Las imágenes, filmadas por ese compañero que avanzaba unos pasos por detrás, resultaron decisivas. Permitieron a la policía identificar con rapidez a los agresores y poner en marcha una investigación que ya ha dejado al primer sospechoso entre rejas.
Un susto grave, lesiones leves
El club confirmó el estado del delantero tras su paso por el hospital y no ocultó su indignación: el vídeo del domingo, explican, es “particularmente perturbador”. El jugador acudió después al hospital para un chequeo completo y recibió, según la entidad, una atención “excelente” por parte de la policía de Bruselas, a la que el club agradece su “trabajo ejemplar”.
El diagnóstico, dentro de la gravedad de lo ocurrido, trajo alivio al vestuario: las lesiones son leves. Tanto, que el atacante ya retomó los entrenamientos al día siguiente. El golpe emocional, sin embargo, no se borra tan rápido.
Robo violento y detención
La Fiscalía de Bruselas detalló el caso en un comunicado citado por el diario Het Laatste Nieuws. Tres personas fueron víctimas de un robo violento cuando se dirigían a su vehículo en la capital belga. Según las primeras conclusiones, varios individuos los abordaron y les arrebataron distintos objetos de valor: relojes, teléfonos y efectos personales.
La respuesta policial fue inmediata. Un sospechoso de 23 años fue detenido y enviado a la prisión de Haren después de que los agentes encontraran en su domicilio parte de los objetos robados. La Fiscalía solicitó la intervención de un juez de instrucción y lo imputó por robo con violencia en banda, un cargo grave que puede marcar su futuro judicial.
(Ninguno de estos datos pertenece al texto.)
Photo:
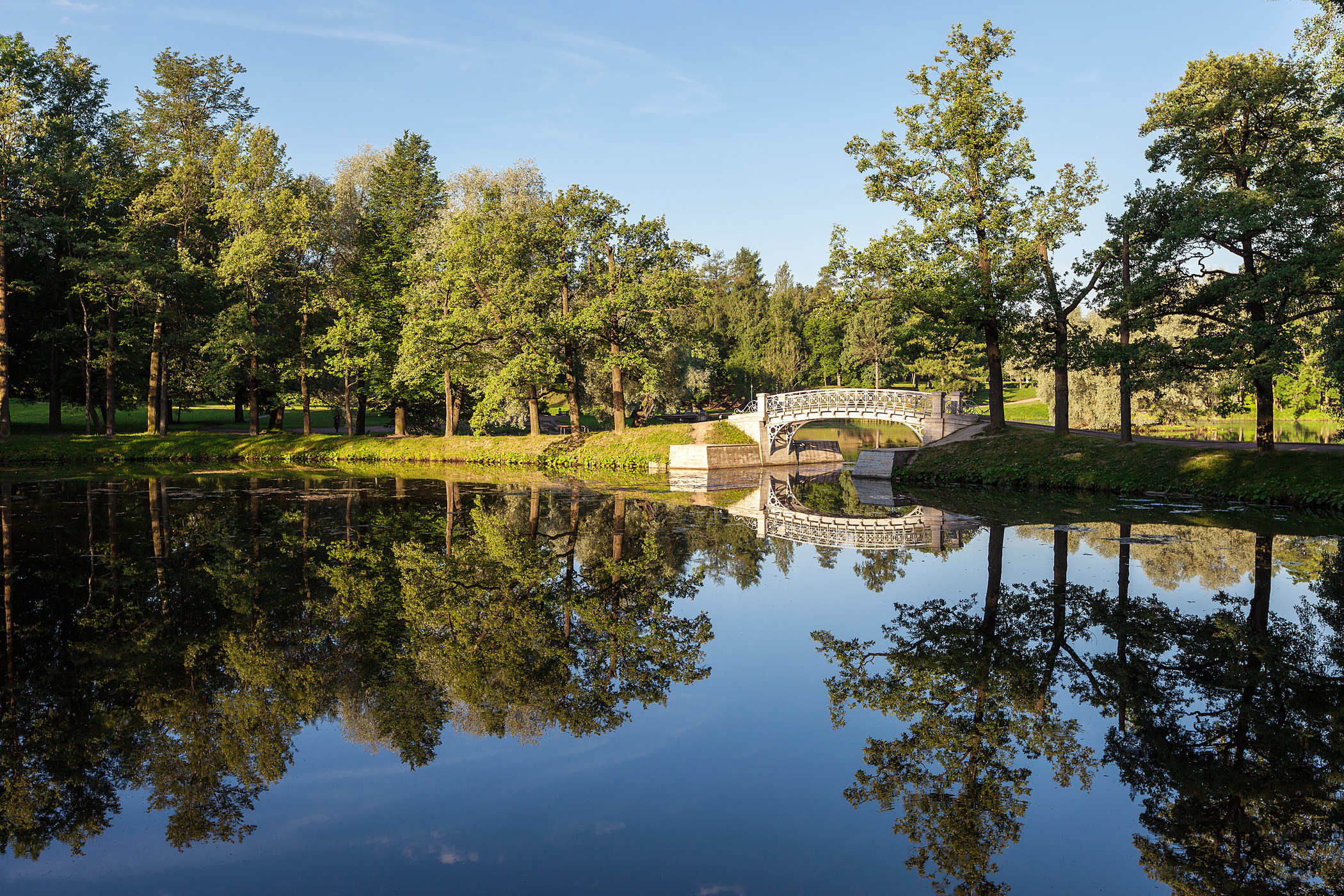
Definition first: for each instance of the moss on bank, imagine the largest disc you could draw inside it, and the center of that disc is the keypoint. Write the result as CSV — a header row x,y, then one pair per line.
x,y
612,451
1026,458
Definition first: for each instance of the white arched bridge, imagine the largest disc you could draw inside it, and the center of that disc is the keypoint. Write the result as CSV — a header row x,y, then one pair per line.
x,y
772,419
778,513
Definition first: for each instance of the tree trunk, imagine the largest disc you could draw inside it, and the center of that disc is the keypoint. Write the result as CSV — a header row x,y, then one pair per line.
x,y
1264,413
109,409
155,372
1060,378
7,558
4,325
1126,435
572,387
449,424
164,398
993,360
88,371
253,406
303,374
350,418
617,399
54,388
253,409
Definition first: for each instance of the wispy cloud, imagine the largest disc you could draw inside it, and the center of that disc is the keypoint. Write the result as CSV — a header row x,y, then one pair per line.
x,y
662,88
365,35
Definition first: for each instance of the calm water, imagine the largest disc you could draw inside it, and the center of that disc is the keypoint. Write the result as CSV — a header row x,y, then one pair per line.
x,y
1244,430
283,683
855,436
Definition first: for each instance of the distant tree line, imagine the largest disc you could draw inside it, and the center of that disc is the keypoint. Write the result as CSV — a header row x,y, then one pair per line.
x,y
1217,284
168,255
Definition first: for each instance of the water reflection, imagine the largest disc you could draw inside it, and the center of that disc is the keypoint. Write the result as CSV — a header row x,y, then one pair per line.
x,y
173,637
1226,724
173,634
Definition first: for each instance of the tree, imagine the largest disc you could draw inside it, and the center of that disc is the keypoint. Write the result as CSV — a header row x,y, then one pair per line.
x,y
178,131
1252,138
1057,216
646,278
867,339
404,196
963,254
19,125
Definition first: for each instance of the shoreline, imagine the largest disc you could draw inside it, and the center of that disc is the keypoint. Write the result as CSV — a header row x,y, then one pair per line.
x,y
634,449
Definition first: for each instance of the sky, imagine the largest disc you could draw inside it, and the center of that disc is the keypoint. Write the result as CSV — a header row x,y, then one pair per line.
x,y
729,118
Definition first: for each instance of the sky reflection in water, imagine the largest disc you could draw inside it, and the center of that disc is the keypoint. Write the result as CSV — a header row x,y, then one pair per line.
x,y
608,687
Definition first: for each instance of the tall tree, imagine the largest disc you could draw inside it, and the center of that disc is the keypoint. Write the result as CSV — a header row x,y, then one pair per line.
x,y
646,281
1252,139
957,172
179,127
265,214
405,194
1057,216
20,88
81,160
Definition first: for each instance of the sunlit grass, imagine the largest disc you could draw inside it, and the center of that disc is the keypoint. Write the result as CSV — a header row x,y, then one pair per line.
x,y
1023,457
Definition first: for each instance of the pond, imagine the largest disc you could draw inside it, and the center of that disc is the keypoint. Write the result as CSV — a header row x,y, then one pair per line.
x,y
474,682
1233,429
855,436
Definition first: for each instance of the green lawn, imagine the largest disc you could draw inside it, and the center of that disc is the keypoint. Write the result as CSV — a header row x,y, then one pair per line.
x,y
634,449
1020,457
28,417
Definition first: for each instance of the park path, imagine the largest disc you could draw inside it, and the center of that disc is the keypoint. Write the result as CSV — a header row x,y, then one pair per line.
x,y
1237,446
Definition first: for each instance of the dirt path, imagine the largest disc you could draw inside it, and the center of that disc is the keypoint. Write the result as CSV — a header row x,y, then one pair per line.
x,y
1234,446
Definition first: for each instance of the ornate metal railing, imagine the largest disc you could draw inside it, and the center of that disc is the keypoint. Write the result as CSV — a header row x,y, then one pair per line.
x,y
851,402
874,538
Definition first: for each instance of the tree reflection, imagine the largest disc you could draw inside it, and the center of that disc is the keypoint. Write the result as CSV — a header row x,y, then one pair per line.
x,y
1235,743
973,683
179,634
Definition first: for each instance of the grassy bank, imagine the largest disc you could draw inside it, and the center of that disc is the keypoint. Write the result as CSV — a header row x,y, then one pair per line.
x,y
1026,458
612,451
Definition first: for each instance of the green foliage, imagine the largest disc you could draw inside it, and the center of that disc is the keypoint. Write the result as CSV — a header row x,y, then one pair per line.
x,y
1025,458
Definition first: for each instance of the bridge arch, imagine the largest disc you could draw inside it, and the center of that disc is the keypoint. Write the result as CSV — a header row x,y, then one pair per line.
x,y
777,512
773,419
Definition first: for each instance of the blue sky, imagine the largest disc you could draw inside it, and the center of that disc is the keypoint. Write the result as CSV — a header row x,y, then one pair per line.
x,y
730,118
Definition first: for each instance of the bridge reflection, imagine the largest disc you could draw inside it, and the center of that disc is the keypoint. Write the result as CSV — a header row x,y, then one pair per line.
x,y
773,504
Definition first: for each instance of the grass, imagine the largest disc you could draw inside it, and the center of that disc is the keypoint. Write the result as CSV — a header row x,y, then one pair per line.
x,y
1031,413
28,417
611,451
722,433
1026,458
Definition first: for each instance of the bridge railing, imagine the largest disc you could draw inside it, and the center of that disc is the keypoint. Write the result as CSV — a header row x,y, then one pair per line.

Su abogado, Samuel Rosenblatt, confirmó la detención y los cargos por robo en banda con violencia. No quiso entrar en detalles, amparándose en que la investigación sigue en curso, pero sí dejó claro que su cliente “es consciente de la gravedad de los hechos y los lamenta”. Según las autoridades, el acusado no tenía antecedentes penales.
Dos de las tres víctimas sufrieron lesiones que les provocaron una incapacidad temporal para trabajar. Un dato que subraya la brutalidad del ataque más allá de la pérdida material.
Un nuevo golpe en una temporada ya marcada por las lesiones
Para Fuseini, uno de los rostros más queridos del vestuario, el episodio llega en un momento especialmente delicado. El delantero, que suma 14 goles en 71 partidos con RUSG y tiene contrato hasta 2028, ya venía de una temporada plagada de contratiempos físicos: problemas musculares, de tobillo y de isquiotibiales le obligaron a perderse 25 encuentros a lo largo de 145 días en la campaña 2025-26.
Cuando por fin empezaba a ver la luz al final del túnel deportivo, apareció este golpe fuera del campo. No fue una entrada a destiempo ni una mala caída, sino una agresión en plena calle que pudo tener consecuencias mucho peores.
El club respira aliviado al verlo de nuevo en el césped, pero el mensaje es claro: la recuperación de Fuseini ya no es solo una cuestión de músculos y tendones. Ahora también se mide en la capacidad de dejar atrás una noche en Bruselas que recordó, con crudeza, que la vulnerabilidad del futbolista no se limita a los noventa minutos.